Researchers used data from the United Kingdom-based Clinical Practice Research Datalink to evaluate 119,912 patients (mean age, 62 years) newly prescribed specified antimuscarinics (darifenacin, fesoterodine, oxybutynin, solifenacin, tolterodine or trospium) to treat overactive bladder. Using tolterodine as reference, propensity-score-stratified incidence rate ratio (IRR) was determined for acute myocardial infarction, stroke, cardiovascular mortality, major adverse cardiac events (MACEs) and all-cause death for individual antimuscarinic drugs.

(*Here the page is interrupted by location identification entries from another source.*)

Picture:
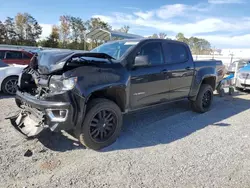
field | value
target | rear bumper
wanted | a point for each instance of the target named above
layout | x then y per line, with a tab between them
57	112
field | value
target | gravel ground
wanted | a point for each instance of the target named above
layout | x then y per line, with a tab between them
168	146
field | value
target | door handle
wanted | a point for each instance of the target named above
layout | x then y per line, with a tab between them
164	71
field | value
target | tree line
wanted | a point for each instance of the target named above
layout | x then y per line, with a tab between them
24	29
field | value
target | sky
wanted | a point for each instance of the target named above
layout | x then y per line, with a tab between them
224	23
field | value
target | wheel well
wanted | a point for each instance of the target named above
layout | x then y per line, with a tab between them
117	95
210	81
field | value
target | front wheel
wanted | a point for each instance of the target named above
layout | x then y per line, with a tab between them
203	100
102	124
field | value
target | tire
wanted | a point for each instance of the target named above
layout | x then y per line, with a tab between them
9	85
231	91
94	125
222	93
201	105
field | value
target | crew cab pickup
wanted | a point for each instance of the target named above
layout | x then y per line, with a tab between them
89	92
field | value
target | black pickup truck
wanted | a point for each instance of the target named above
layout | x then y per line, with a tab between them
89	92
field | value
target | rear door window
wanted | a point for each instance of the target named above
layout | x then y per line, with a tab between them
14	55
2	54
154	52
2	64
175	52
25	56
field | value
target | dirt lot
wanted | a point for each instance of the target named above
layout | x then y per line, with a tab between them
168	146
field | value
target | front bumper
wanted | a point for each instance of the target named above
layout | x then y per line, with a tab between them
57	112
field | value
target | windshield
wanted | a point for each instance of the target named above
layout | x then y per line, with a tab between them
115	49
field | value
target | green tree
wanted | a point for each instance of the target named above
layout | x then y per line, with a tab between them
3	33
180	37
64	30
78	31
124	29
95	23
11	36
160	35
27	29
53	39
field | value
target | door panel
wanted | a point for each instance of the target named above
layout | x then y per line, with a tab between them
180	80
180	69
149	84
14	57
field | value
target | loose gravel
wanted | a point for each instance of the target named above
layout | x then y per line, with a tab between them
167	146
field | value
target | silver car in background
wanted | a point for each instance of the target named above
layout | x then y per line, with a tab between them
241	64
243	78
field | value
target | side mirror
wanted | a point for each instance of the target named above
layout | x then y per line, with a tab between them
141	60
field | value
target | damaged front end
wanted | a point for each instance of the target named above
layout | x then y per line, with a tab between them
27	124
46	101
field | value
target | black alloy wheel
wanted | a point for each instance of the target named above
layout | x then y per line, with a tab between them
103	125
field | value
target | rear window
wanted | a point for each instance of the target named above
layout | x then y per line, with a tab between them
13	55
175	53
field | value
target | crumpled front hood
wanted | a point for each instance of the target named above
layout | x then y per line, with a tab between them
50	61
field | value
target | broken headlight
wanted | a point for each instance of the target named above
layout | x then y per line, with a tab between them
58	83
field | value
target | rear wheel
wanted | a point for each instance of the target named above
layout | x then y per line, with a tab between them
102	124
203	100
9	85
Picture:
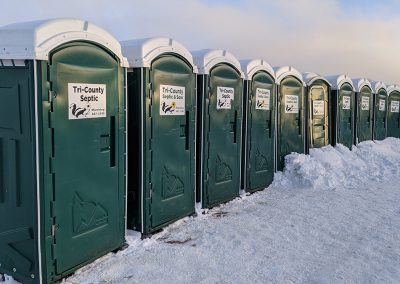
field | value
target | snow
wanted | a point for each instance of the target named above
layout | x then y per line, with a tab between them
331	216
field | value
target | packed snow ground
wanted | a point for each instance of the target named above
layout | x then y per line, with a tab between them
332	216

During a mean follow-up of 3.3 years, compared with current use of tolterodine, current use of oxybutynin was associated with 14% (IRR, 1.14; 95% CI, 1.01-1.30) increased risk for MACE, whereas current use of solifenacin was associated with 65% reduced risk for MACE (IRR, 0.65; 95% CI, 0.56-0.76). IRRs for acute myocardial infarction, stroke, cardiovascular mortality and all-cause mortality were consistently >1 for current exposure to oxybutynin vs tolterodine and <1 for current exposure to solifenacin vs tolterodine. IRRs for trospium were all near 1, whereas propensity score-adjusted IRRs could not be determined for darifenacin and fesoterodine because of insufficient use.

The authors state that the distribution of cardiovascular risk factors in the studied population was similar across different users of overactive bladder drugs. They state further that although residual differences in these factors were controlled, residual confounding cannot be ruled out.